The festival's runner-up Silver Bear went to Hungarian director Bence Fliegauf for "Just the Wind," which focuses on the lives of a family of Roma as their community faces a series of deadly attacks.
The film features an amateur Roma, or Gypsies, cast and depicts the long-suffering, grimly silent mother Mari (Katalin Toldi), her elderly invalid father and two children who struggle to make ends meet and dream of emigrating one day to Canada - against the quietly menacing backdrop of a series of killings in their out-of-the-way neighborhood.

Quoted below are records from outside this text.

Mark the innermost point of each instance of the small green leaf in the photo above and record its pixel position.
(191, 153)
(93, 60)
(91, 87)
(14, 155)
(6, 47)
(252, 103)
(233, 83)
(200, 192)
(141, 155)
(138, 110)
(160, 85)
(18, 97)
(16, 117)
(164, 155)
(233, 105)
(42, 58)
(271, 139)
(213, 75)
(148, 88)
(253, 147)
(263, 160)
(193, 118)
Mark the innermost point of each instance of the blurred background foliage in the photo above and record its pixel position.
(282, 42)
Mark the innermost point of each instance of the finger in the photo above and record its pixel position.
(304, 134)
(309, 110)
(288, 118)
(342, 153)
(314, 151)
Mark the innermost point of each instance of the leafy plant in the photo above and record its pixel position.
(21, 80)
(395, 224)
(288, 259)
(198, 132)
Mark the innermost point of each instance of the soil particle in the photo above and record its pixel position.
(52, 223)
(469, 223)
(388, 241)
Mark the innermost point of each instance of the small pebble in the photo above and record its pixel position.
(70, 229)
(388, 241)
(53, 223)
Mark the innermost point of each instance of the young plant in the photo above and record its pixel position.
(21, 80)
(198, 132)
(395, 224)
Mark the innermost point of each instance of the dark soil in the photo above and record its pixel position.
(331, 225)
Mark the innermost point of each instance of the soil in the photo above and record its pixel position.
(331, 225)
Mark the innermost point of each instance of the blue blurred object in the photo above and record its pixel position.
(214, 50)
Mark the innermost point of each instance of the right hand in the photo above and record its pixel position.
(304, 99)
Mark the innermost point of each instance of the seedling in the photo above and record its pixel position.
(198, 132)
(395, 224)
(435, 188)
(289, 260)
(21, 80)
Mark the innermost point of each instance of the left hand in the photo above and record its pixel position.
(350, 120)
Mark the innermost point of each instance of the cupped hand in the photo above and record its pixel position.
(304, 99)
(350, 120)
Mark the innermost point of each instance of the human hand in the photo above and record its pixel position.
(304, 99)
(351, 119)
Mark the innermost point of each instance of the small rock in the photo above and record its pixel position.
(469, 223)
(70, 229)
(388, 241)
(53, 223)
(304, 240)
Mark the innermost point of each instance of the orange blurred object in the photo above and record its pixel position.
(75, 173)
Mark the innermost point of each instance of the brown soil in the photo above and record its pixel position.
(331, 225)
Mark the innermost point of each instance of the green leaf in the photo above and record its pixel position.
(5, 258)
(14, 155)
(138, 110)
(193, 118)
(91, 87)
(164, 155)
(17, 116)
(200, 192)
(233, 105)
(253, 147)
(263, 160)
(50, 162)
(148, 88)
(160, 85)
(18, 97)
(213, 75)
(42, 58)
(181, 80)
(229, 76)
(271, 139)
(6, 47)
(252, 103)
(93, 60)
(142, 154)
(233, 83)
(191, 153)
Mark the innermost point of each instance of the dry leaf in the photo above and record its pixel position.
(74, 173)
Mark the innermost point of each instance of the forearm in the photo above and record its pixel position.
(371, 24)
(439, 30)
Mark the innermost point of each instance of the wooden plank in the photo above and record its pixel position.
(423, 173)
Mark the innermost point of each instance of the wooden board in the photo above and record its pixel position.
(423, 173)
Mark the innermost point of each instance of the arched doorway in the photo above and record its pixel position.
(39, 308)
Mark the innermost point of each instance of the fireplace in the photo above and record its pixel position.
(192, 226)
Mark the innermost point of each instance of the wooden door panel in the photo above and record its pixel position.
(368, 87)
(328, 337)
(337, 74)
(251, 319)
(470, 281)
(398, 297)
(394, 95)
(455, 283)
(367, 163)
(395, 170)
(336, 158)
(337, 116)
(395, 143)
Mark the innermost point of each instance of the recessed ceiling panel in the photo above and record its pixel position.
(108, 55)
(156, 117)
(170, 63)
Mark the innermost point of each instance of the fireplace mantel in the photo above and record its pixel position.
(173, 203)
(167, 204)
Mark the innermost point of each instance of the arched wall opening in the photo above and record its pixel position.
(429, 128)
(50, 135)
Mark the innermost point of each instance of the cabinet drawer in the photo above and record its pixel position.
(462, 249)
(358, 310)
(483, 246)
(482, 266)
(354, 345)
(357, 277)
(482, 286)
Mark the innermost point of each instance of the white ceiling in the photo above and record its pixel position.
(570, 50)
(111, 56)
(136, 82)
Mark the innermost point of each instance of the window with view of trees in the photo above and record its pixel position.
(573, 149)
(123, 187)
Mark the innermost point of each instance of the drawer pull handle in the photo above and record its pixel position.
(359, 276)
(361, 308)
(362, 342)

The film takes its cue from true-life murders that happened in 2008-9, though Fliegauf has stressed that it does not document those killings. Roma, who make up an estimated 5 to 8 per cent of Hungary's 10 million people, battle deep prejudice and have been deeply affected by the loss of guaranteed jobs after the end of communism more than 20 years ago.
The Silver Bear for best actor went to Mikkel Boe Folsgaard for his role in Royal Affair, and the award for the best actress went to Rachel Mwanza, 14, for her role as a Congolese child soldier in War Witch.
The Silver Bear for the best director went to German filmmaker Christian Petzold for "Barbara," which depicts the life of a young physician in the 1980s who wants to escape from then communist East Germany to join her lover in West Germany.
The festival's eight-member jury also included actor Jake Gyllenhaal and Asghar Farhadi, the Iranian director of last year's Golden Bear-winning film, "A Separation." Farhadi's film won best foreign language film honors at the Golden Globes last month and is competing for the same award at this year's Oscars.
Outside the main competition, about 400 films were screened, and the Berlinale festival's highlights included Meryl Streep being honoured for her lifetime achievement and Angelina Jolie's directorial debut, the Bosnian war movie In the Land of Blood and Honey.